By decoding these events through molecular photophysics, OLED device physics, quantum chemistry, and computational materials discovery, we aim to build a mechanistic and predictive foundation for rational organic materials design.
MAXAM pursues organic light-emitting materials research not as a race to follow trends, but as a discipline of understanding, quantification, and creative design — where the origin of light is traced from molecules to materials and ultimately to real devices.

Principal Investigator
Dr. Hyung Suk Kim earned his Ph.D. from KAIST in 2022 under the supervision of
Prof. Seunghyup Yoo, where he built a rigorous foundation in OLED device physics by investigating the origins of efficiency roll-off in operating devices and exploring strategies for its suppression.

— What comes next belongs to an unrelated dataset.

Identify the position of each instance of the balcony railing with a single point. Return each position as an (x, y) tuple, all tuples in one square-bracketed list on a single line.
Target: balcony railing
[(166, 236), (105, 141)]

His doctoral work bridged exciton dynamics, optical and electrical processes, and device-level performance, with particular emphasis on wave-optical modeling and coding-based numerical and analytical approaches to connect molecular excited-state behavior with macroscopic OLED characteristics.
He then joined the Center for Organic Photonics and Electronics Research (OPERA) at Kyushu University, directed by Prof. Chihaya Adachi, where he advanced his research on charge-transfer-type organic emitters, particularly thermally activated delayed fluorescence (TADF) materials, by integrating quantum chemistry, photophysics, molecular dynamics, wave/ray optics, and device physics.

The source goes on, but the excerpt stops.